3.2 Registration. You will need to register and create an account with InCountry to access the Service. You will need to create a username, password and provide certain information about yourself as prompted by the registration form, including your name and a valid email address. You agree to provide full, complete and accurate information when registering or creating an account, and to update that information promptly if it should change. We reserve the right to suspend or terminate your account if any information provided proves to be inaccurate, false, or otherwise in violation of this Agreement. Customer is responsible for any use of the Service by its Permitted Users and their compliance with this Agreement. Customer shall keep confidential its user IDs and passwords for the Service and remain responsible for any actions taken through its accounts. Customer agrees to immediately notify InCountry of any unauthorized use of account.
3.3 Trial and Paid Service. Certain of the Services (“Trial Service”) will be provided free of charge to users as described on our service offering pricing page here (“Offering Page”) for a trial period of one (1) month from activation of your account (“Trial Period”). During the Trial Period, Customer agrees to abide by the limitations specified on our Offering Page; if the Customer exceeds these limitations (“Excess Use”), InCountry may restrict or suspend use of the Service or charge Customer for the any Excess Use. After the Trial Period, the Parties will discuss whether Customer wishes to continue to use the Service according to the Service plans and pricing specified on the Offering Page or otherwise agreed to in writing by the Parties (“Paid Service”) for the license term agreed upon (“License Term”). If you elect to use the Paid Service, you agree to pay any and all applicable fees (“Fees”) for the Paid Service and authorize use to charge your credit card, debit card or other approved payment mechanism for the Fees.

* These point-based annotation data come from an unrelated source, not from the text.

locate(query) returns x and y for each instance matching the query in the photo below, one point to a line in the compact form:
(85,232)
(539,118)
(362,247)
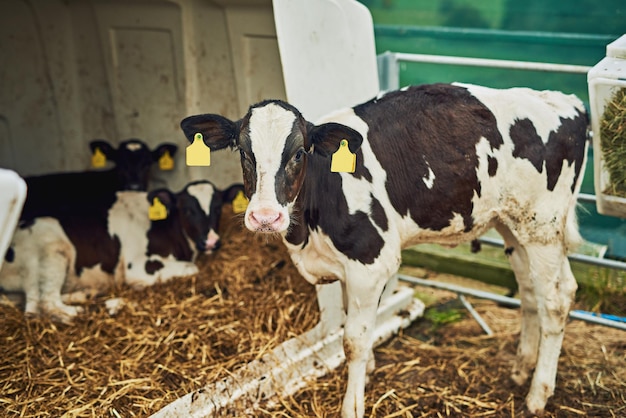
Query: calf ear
(162,149)
(104,147)
(326,137)
(229,194)
(218,132)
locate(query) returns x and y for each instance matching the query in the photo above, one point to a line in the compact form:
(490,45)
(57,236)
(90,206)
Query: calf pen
(176,338)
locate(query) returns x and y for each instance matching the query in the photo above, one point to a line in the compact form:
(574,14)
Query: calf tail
(573,239)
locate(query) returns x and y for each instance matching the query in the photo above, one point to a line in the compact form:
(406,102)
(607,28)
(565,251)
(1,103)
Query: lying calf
(53,194)
(82,253)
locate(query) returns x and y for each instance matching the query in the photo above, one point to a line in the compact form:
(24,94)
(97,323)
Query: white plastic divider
(291,365)
(329,62)
(12,195)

3.4 License to Customer Data.
Customer hereby grants InCountry a non-exclusive, royalty-free, fully paid-up, sublicensable (through one or more tiers of sublicensees), and transferable license to use, reproduce, create derivative works of, and distribute Customer Data during the term of the agreement for the purpose of (i) providing the Service and (ii) developing, maintaining, supporting or improving the Service. Customer acknowledges and agrees that InCountry may collect technical information and data about Customer’s use of the Service. Customer shall not provide, disclose, or deliver any Customer Data to InCountry that Customer does not own or otherwise have a valid authorization or license to do so.
(a) Customer may access and use the Service only for Customer’s internal business purposes. Customer may access and use the Trial Service to evaluate the Service to determine if the Service meet Customer’s needs. Customer shall use the Service only in conformity with the Documentation. Customer shall not, and shall not permit any Customer employees or contractors to, share any account or access credentials for the Service with third parties. Customer shall establish appropriate security measures, consistent with industry standards, to protect the Service from unauthorized use. Customer shall notify InCountry immediately of any actual or alleged unauthorized use of the Service. “Documentation” means the documentation, including any specifications, feature lists, or other similar characteristics, provided to Customer that describes the functionality of the Service.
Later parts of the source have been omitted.